Indeed, using the new "instability" model of cancer in collaboration with Michael Stratton, PhD, and Andy Futreal, PhD, at the Wellcome Trust Sanger Institute in England, the team discovered a pair of gene mutations involved in a type of human blood cancer.
Stratton, Futreal, Chin, and DePinho are co-senior authors of the report.
As part of the ongoing Cancer Genome Project at the Sanger Institute, its researchers analyzed human cancer cell lines and clinical samples to identify the new mutated genes. These studies have uncovered an unexpectedly large number of genetic alterations present in the typical human cancer genome, presenting challenges in the identification of truly causative events.

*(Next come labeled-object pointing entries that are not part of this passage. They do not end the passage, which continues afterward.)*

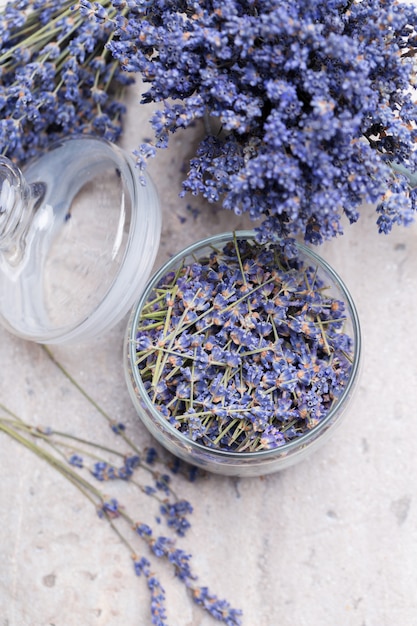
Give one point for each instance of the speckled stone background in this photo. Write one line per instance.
(332, 540)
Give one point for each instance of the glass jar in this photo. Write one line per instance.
(79, 234)
(230, 462)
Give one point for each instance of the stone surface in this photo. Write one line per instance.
(332, 540)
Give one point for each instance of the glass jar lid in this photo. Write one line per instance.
(79, 235)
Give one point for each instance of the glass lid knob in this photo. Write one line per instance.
(78, 237)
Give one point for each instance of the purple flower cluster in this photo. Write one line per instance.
(308, 102)
(163, 547)
(57, 78)
(243, 349)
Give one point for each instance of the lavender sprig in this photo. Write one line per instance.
(243, 349)
(57, 77)
(38, 440)
(310, 104)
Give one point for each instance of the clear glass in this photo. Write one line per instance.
(78, 238)
(238, 463)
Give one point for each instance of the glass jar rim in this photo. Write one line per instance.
(289, 446)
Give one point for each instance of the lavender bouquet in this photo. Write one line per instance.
(308, 105)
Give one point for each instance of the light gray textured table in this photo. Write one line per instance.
(332, 540)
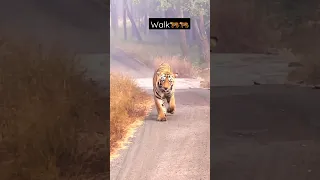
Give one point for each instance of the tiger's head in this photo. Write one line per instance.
(166, 81)
(213, 42)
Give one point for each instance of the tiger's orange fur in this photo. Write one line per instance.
(163, 90)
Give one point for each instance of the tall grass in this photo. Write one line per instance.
(128, 104)
(53, 120)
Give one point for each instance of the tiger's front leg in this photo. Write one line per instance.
(160, 109)
(172, 104)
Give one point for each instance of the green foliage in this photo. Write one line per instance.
(194, 7)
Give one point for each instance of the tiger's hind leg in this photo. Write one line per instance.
(160, 109)
(172, 104)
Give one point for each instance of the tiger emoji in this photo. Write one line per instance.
(163, 89)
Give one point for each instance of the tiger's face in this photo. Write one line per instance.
(166, 82)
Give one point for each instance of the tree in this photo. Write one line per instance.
(114, 16)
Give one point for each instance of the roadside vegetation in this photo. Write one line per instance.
(53, 120)
(128, 107)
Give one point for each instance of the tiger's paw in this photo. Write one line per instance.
(162, 117)
(171, 110)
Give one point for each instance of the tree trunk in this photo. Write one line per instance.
(125, 19)
(114, 17)
(205, 47)
(133, 23)
(146, 22)
(183, 39)
(133, 33)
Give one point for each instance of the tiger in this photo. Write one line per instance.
(163, 89)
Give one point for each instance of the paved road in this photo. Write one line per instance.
(177, 149)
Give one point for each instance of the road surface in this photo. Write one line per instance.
(176, 149)
(261, 132)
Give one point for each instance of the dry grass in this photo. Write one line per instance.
(53, 120)
(128, 103)
(181, 66)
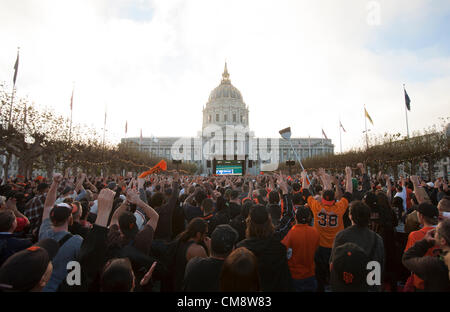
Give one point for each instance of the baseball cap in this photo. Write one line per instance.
(428, 210)
(60, 213)
(259, 214)
(328, 196)
(42, 186)
(223, 239)
(303, 214)
(348, 270)
(127, 224)
(66, 190)
(112, 185)
(22, 271)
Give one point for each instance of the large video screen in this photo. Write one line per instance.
(228, 167)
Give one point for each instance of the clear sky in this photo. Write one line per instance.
(297, 63)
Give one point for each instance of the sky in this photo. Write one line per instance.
(303, 64)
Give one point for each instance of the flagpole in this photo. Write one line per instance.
(16, 67)
(104, 129)
(71, 111)
(406, 113)
(365, 124)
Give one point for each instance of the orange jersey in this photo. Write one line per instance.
(328, 219)
(412, 239)
(304, 241)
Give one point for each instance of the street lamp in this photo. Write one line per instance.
(286, 134)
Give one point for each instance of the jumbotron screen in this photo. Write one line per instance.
(228, 167)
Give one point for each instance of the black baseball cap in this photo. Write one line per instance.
(127, 224)
(259, 214)
(66, 190)
(22, 271)
(428, 210)
(60, 213)
(349, 269)
(223, 239)
(42, 186)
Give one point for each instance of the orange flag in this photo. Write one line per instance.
(162, 165)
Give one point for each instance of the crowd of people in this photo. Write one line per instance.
(312, 232)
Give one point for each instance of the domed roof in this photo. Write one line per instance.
(225, 89)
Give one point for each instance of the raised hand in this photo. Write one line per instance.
(133, 196)
(348, 171)
(57, 178)
(148, 275)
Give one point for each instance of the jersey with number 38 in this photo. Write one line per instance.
(328, 219)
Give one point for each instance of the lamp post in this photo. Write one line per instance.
(286, 134)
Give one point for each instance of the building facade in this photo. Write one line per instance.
(225, 134)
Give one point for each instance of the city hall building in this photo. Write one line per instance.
(225, 144)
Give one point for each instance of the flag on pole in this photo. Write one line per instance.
(368, 116)
(340, 124)
(16, 68)
(407, 100)
(25, 115)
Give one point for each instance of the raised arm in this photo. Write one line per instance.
(389, 187)
(348, 179)
(151, 214)
(338, 193)
(365, 178)
(288, 213)
(51, 196)
(418, 190)
(326, 180)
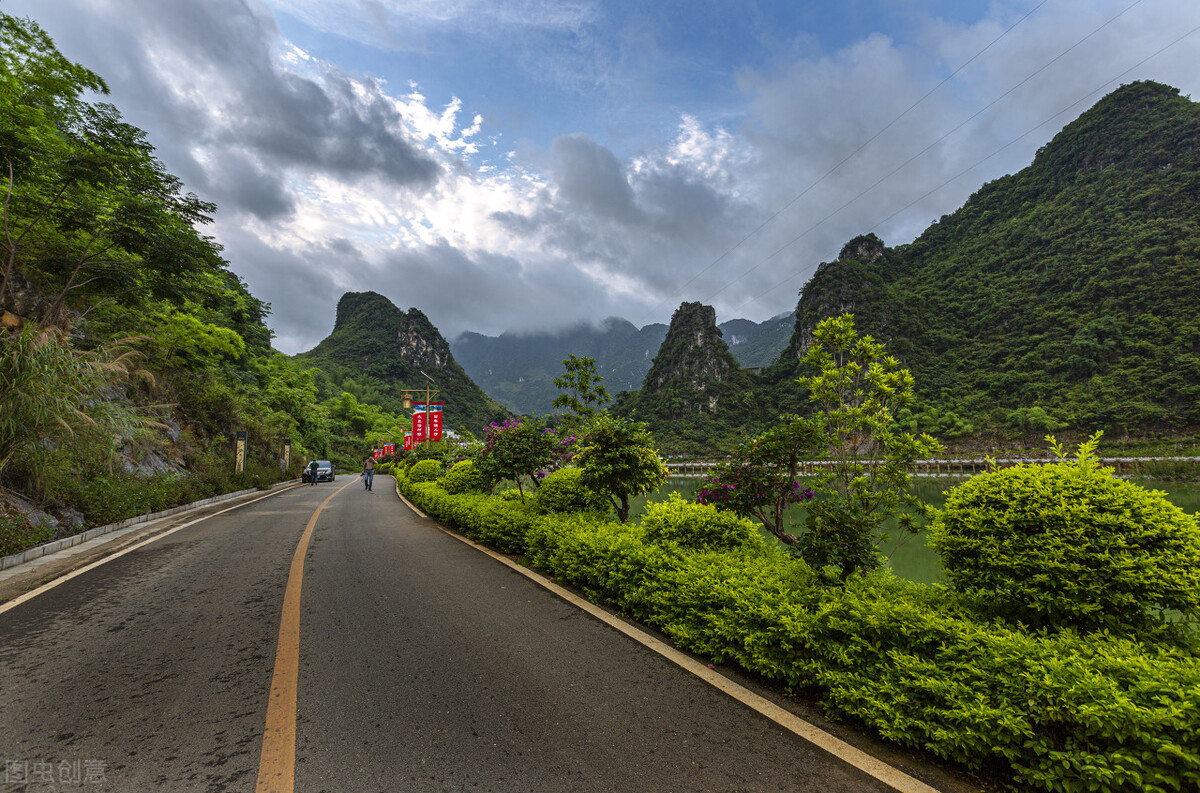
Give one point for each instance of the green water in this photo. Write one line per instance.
(912, 559)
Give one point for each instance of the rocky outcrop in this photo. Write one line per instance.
(375, 341)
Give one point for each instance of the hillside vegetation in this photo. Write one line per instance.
(130, 352)
(377, 352)
(1061, 298)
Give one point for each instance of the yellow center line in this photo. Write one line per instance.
(276, 767)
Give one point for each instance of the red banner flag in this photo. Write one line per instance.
(436, 420)
(418, 424)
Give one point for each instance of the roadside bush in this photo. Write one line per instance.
(463, 478)
(564, 492)
(1057, 712)
(499, 523)
(699, 527)
(425, 470)
(1069, 545)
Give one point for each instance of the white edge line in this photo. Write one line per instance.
(841, 750)
(60, 580)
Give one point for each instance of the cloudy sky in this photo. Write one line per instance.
(519, 164)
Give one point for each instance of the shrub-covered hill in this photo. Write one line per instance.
(1061, 295)
(696, 396)
(381, 350)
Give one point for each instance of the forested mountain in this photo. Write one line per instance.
(131, 353)
(1061, 298)
(376, 352)
(1063, 295)
(696, 394)
(519, 370)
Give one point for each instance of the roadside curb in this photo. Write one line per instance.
(54, 546)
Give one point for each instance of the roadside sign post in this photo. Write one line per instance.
(239, 461)
(421, 427)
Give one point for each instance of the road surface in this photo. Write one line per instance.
(423, 665)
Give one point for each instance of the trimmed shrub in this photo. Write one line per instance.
(1069, 545)
(563, 492)
(1056, 712)
(463, 478)
(699, 527)
(425, 470)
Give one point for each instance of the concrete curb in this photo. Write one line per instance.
(46, 548)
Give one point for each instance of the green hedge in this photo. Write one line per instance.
(1054, 712)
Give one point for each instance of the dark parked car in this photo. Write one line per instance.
(324, 470)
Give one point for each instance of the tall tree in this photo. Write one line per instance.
(857, 389)
(582, 388)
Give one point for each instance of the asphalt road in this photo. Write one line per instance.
(424, 665)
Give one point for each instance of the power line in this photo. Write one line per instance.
(966, 170)
(847, 157)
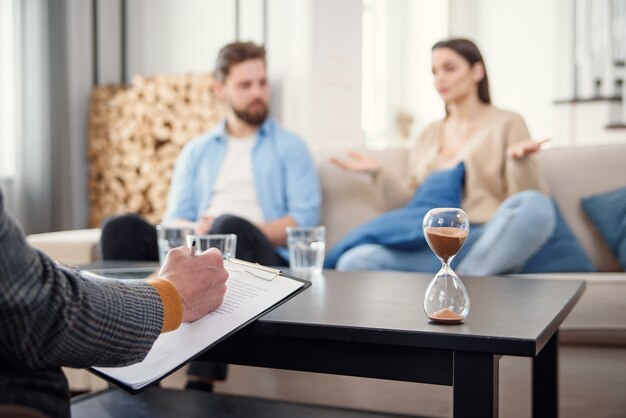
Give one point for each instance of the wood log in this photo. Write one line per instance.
(135, 135)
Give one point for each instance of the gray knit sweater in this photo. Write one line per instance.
(52, 316)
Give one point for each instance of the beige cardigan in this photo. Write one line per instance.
(490, 176)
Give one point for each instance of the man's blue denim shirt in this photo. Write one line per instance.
(285, 176)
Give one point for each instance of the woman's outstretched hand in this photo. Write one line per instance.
(357, 163)
(524, 148)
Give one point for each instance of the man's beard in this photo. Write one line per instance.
(253, 118)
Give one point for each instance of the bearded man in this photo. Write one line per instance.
(247, 176)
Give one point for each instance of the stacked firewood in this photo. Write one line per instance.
(135, 136)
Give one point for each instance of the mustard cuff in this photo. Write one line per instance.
(172, 304)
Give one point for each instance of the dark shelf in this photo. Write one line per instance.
(589, 100)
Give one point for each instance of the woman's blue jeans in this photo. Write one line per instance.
(520, 226)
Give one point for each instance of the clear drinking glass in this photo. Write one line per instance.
(226, 243)
(170, 236)
(446, 300)
(307, 246)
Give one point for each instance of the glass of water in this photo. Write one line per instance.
(170, 236)
(226, 243)
(307, 246)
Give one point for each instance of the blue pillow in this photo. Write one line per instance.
(607, 212)
(562, 252)
(402, 228)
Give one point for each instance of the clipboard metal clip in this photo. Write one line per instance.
(253, 269)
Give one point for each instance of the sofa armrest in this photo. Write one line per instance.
(69, 247)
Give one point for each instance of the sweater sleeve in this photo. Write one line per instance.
(520, 174)
(52, 316)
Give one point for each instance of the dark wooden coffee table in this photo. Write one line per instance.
(373, 325)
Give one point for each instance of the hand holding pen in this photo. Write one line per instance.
(199, 279)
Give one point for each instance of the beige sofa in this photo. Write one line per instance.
(593, 337)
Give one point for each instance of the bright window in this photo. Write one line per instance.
(8, 114)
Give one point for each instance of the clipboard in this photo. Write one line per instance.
(165, 356)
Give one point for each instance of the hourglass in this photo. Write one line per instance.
(446, 299)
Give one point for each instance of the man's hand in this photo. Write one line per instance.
(200, 280)
(203, 226)
(524, 148)
(357, 163)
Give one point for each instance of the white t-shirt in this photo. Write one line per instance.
(234, 192)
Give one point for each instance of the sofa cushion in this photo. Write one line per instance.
(562, 252)
(402, 228)
(607, 212)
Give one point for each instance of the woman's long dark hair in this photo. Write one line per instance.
(468, 50)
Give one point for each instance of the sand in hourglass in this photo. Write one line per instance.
(445, 243)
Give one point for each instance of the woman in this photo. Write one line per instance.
(510, 216)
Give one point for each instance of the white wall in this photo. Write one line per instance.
(518, 40)
(166, 36)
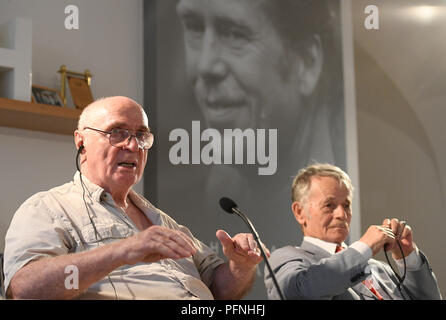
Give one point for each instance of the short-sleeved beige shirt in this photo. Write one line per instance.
(56, 222)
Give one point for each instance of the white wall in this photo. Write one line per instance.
(109, 42)
(400, 77)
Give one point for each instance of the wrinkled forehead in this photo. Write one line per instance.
(224, 14)
(322, 185)
(110, 113)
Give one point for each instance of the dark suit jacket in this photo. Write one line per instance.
(309, 272)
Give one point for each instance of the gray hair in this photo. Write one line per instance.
(302, 182)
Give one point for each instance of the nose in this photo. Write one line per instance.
(131, 144)
(211, 65)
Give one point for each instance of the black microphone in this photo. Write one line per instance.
(231, 207)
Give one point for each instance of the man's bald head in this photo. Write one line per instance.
(116, 169)
(96, 112)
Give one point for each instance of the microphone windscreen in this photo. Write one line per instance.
(227, 204)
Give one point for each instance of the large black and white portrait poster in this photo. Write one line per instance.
(242, 94)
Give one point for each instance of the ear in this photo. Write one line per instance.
(298, 211)
(78, 139)
(310, 68)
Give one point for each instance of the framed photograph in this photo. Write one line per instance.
(80, 92)
(46, 96)
(245, 121)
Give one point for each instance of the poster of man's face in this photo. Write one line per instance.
(247, 93)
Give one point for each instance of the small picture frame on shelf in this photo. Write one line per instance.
(46, 96)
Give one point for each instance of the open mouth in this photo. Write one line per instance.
(127, 164)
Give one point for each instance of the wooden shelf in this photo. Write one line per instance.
(38, 117)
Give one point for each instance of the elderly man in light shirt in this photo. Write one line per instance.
(324, 267)
(95, 238)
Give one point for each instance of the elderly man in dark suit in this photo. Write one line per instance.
(323, 267)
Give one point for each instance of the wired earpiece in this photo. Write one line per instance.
(77, 157)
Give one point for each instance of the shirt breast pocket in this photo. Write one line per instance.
(104, 231)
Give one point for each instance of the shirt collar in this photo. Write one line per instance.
(95, 192)
(98, 194)
(330, 247)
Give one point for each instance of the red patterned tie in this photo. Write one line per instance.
(367, 282)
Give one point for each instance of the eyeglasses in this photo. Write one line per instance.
(120, 137)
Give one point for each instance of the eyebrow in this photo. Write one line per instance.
(125, 125)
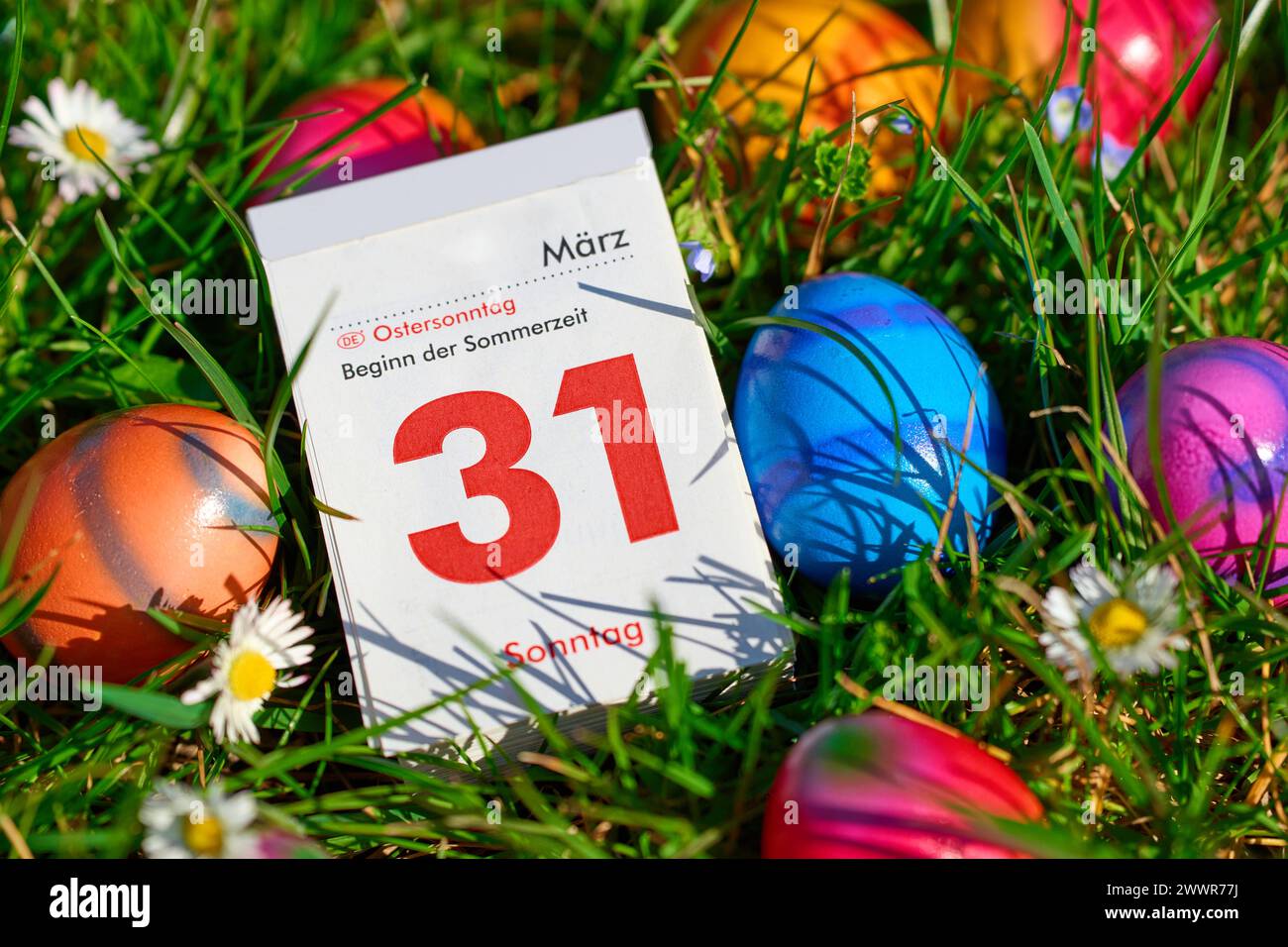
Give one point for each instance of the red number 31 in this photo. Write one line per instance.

DePinho said that the overlap in patterns of genetic abnormalities found in both mouse and human tumors shows that cancer mechanisms in the two species are more alike than had been thought.
Futreal, co-director of the Cancer Genome Project at the Sanger Institute, said that such mouse models and cross-species genomic comparisons will be of "real importance" in facilitating the identification of new human cancer genes and understanding their role in the formation of tumors, "as well as a potential avenue to explore new therapeutic strategies."
Conventional mouse models are made by transferring a cancer-causing oncogene into a mouse embryo. "You plug it into the mouse, and lo and behold, it gets cancer," explained Richard Maser, PhD, of Dana-Farber, one of the studys lead authors. "But that's rigging the game -- it's not identical to the process by which tumors normally arise," he said. These tumors lack some key characteristics of human tumors, such as genomic instability -- pieces of chromosomes breaking apart and reattaching, which result in widespread abnormalities like missing genes or extra copies of genes some of which are essential to the tumors formation.